Despite the challenges that the Single Euro Payments Area (Sepa) presents, 79% of European banks admit it is a positive exercise, according to a new survey published by banking system vendor i-flex solutions.
Three quarters of respondents think Sepa will create new business opportunities, from the expansion of business to new geographies to the provision of new SEPA products and services.
Despite these opportunities, banks are still in the early stages of Sepa planning. With the first deadline only two years away, most banks should be well into the design and specification phase. However, the survey found banks are still at the discussion stage and barely nominating payment tsars.

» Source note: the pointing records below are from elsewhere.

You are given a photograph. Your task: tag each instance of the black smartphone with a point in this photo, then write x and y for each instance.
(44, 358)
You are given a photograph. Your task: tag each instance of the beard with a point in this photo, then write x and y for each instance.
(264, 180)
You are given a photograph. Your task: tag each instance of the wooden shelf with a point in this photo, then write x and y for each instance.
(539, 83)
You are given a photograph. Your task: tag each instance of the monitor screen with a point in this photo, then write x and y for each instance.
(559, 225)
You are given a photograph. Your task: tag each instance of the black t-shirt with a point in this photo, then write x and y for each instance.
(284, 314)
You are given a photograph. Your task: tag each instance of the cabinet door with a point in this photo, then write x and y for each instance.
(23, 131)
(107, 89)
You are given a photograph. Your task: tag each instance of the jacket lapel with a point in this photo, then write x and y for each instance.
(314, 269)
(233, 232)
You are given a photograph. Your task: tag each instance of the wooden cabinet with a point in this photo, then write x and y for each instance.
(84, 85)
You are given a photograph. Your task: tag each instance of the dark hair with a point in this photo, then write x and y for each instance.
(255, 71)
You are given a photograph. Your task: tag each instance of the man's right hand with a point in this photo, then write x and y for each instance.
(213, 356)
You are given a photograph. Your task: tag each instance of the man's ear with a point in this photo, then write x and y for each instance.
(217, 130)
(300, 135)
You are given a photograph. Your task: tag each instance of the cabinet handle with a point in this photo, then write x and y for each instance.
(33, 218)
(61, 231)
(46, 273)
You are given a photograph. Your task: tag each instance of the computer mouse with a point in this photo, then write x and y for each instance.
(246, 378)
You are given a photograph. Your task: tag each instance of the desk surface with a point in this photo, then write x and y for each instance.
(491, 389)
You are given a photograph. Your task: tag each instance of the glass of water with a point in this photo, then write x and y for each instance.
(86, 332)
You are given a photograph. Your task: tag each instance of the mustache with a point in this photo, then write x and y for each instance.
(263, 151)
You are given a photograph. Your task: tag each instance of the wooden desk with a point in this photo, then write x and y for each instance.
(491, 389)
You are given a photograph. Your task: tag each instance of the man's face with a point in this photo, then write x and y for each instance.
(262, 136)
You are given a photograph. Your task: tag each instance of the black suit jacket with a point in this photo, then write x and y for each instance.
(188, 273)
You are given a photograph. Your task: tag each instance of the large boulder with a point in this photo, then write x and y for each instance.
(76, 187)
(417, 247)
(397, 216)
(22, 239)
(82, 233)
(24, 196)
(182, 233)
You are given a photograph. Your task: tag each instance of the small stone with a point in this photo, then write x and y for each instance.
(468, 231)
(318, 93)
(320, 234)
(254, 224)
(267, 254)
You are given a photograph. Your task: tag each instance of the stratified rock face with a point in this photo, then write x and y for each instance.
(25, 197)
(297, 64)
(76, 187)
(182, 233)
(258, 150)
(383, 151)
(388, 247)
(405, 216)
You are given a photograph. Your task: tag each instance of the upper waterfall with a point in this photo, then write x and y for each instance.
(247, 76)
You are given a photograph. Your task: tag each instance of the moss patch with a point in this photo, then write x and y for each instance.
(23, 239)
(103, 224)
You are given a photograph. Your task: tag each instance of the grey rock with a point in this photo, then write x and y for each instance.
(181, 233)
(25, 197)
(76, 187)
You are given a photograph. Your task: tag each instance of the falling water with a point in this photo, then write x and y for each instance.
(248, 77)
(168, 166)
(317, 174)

Cost savings are central to these opportunities. Payments already represent a third of banks’ total operational costs, but contribute to only 10% of overall profitability construct and Sepa will drive down revenues further. 71% of surveyed banks highlighted the need for greater straight through processing (STP) and cost efficiencies.
More than 60% of banks are hoping to generate cost savings predominantly through higher STP rates rather than by reducing the cost of maintenance of existing systems. However, more than 20% of respondents foresee no cost savings, which could make the mandatory Sepa spend unsustainable.
Sepa aims to harmonise the payment products and services offered by the banks in the European Union, in terms of format, fee structures and IT platforms for processing transactions. Sepa introduces uniform schemes for all countries in the Eurozone requiring all retail cross-border payments up to EUR50,000 to be treated as national payments.
The research was conducted by Financial Insights, IDC in July/August 2006 across 70 European Union banking institutions.